Even though you often seemed grossed out by some of the '80s excess, you write that "Madonna made narcissism look hot." I get the feeling reading this that she is one of the few characters you unabashedly adored.
Oh, beyond. I absolutely love her. I hate the term "empower," because it's so wrongly appropriated by, for example, strippers, but she really did empower me, because she just took power so unapologetically, in my presence, just over and over and over. I had a lot of strength in that world, but she was so powerful. I've never before or since seen anyone like that.
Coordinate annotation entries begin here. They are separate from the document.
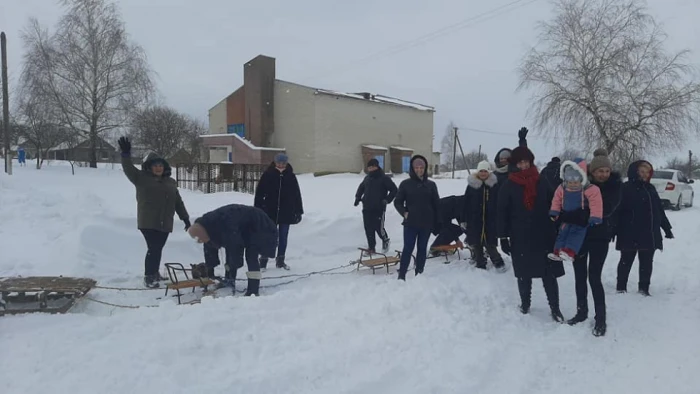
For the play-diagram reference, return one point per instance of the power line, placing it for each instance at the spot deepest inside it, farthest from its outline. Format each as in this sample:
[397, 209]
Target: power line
[469, 22]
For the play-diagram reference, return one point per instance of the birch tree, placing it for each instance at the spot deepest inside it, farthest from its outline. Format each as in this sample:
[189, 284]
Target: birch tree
[94, 73]
[602, 78]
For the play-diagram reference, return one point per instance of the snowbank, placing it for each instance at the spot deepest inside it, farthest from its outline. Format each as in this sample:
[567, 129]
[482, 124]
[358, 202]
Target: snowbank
[453, 330]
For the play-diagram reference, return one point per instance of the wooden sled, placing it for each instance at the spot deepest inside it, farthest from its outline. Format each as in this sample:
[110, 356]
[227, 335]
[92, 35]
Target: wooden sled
[374, 262]
[47, 294]
[447, 250]
[177, 283]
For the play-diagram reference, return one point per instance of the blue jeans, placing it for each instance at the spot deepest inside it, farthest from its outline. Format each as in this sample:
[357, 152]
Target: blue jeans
[283, 230]
[411, 236]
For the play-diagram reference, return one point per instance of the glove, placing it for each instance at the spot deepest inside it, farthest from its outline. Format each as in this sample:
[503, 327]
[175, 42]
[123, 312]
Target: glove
[253, 288]
[125, 146]
[522, 133]
[505, 246]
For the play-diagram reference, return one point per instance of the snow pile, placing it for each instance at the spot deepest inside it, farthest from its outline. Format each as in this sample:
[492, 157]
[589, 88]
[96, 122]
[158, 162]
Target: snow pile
[453, 330]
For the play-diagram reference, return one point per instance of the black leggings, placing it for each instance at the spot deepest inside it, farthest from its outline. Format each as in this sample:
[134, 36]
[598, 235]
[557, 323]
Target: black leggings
[646, 265]
[589, 265]
[155, 240]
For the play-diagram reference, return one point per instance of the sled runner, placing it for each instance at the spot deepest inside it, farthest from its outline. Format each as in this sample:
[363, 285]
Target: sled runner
[446, 251]
[373, 262]
[47, 294]
[177, 284]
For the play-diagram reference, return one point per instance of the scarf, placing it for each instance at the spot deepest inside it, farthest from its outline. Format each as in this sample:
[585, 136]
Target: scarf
[528, 179]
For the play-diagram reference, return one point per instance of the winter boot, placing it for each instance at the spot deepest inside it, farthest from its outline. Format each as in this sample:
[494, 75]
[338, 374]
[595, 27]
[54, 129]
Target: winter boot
[263, 264]
[525, 290]
[600, 328]
[253, 283]
[581, 316]
[386, 245]
[551, 288]
[150, 282]
[479, 257]
[279, 262]
[644, 290]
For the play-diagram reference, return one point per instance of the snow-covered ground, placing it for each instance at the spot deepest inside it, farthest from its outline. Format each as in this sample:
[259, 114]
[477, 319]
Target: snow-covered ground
[453, 330]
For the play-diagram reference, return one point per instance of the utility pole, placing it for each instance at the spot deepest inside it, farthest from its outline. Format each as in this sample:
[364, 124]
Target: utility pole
[5, 104]
[454, 151]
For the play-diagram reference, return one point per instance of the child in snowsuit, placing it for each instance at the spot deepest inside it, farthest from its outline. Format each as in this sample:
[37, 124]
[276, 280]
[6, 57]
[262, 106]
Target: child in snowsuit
[574, 194]
[480, 207]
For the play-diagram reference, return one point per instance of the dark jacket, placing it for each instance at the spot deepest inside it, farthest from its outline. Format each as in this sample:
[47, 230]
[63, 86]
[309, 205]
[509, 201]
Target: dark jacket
[641, 216]
[532, 233]
[376, 191]
[157, 198]
[235, 227]
[420, 198]
[611, 191]
[278, 194]
[480, 210]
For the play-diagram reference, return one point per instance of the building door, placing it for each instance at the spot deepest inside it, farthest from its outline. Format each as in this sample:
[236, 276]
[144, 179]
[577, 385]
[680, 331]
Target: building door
[405, 163]
[380, 159]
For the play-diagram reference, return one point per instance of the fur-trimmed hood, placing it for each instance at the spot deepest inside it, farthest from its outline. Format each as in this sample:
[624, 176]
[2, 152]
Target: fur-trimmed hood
[475, 183]
[577, 164]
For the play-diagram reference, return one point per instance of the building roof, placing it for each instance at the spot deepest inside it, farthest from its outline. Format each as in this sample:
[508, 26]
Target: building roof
[245, 141]
[375, 147]
[377, 98]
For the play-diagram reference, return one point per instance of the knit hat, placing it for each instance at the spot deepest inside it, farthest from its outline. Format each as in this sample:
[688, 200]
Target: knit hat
[281, 158]
[600, 160]
[199, 233]
[521, 153]
[483, 166]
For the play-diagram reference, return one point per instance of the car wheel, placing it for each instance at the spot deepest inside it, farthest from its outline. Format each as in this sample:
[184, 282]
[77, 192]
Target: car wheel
[679, 204]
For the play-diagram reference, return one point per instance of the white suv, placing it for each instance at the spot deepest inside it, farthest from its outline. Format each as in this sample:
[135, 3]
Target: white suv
[673, 188]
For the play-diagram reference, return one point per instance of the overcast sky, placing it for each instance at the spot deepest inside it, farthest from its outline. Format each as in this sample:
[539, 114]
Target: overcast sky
[198, 49]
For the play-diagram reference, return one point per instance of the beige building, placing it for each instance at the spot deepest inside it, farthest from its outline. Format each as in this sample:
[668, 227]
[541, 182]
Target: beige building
[320, 130]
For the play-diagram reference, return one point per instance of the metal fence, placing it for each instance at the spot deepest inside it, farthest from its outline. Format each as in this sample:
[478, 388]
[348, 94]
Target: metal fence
[220, 177]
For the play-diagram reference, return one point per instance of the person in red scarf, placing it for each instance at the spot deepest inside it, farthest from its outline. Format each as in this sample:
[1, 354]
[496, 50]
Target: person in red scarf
[526, 231]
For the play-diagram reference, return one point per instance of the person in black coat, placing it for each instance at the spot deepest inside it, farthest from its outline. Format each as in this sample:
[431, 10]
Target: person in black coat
[418, 203]
[641, 219]
[526, 232]
[501, 160]
[451, 208]
[376, 191]
[279, 195]
[591, 258]
[242, 231]
[481, 208]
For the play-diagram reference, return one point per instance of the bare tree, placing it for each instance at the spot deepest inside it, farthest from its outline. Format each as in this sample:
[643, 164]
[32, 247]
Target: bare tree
[473, 158]
[40, 120]
[95, 75]
[447, 149]
[601, 75]
[166, 131]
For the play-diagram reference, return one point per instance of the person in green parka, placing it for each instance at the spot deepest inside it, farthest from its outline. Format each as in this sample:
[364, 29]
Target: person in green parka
[157, 200]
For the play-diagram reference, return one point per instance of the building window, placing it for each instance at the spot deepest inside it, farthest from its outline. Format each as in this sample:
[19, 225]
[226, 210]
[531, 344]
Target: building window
[238, 129]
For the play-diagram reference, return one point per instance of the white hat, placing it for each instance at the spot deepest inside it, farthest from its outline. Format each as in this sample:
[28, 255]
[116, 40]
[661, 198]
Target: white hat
[483, 166]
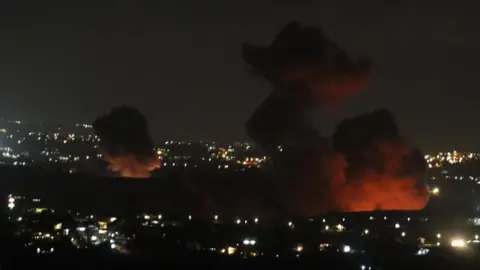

She stabs herself on a cactus and keeps dancing. She jumps from an Olympic high-dive herself, rather than using a stunt double. That sounds like the exact opposite of pop-princessy behavior.
She didn't even flinch, with this giant cactus stuck in her foot. She has the worker ethic. Everything she did with her life, she took everything that could have gone wrong and made it a positive thing. She had an almost scary religious background and she turned it into something positive. She took all the Catholic guilt and turned it into this incredibly rigorous pro-sex liturgy; she turned it into her own religion.
Where do you see that energy now?
I think that musicals are coming back. Watching the success of "Glee" warms the cockles of my heart. It's fascinating for me to see how so many people are able to turn all of that work that we did over the years to create iconography into so much positive energy. That makes me feel really good about the '80s -- because most of it wasn't very well thought out. What really amazes me about that show is how they pull it off. It's at least 30 minutes of really complicated musical moves. I know from experience how long it takes to a do a dance sequence. It takes at least two days. And they have seven days. I don't know how they do it.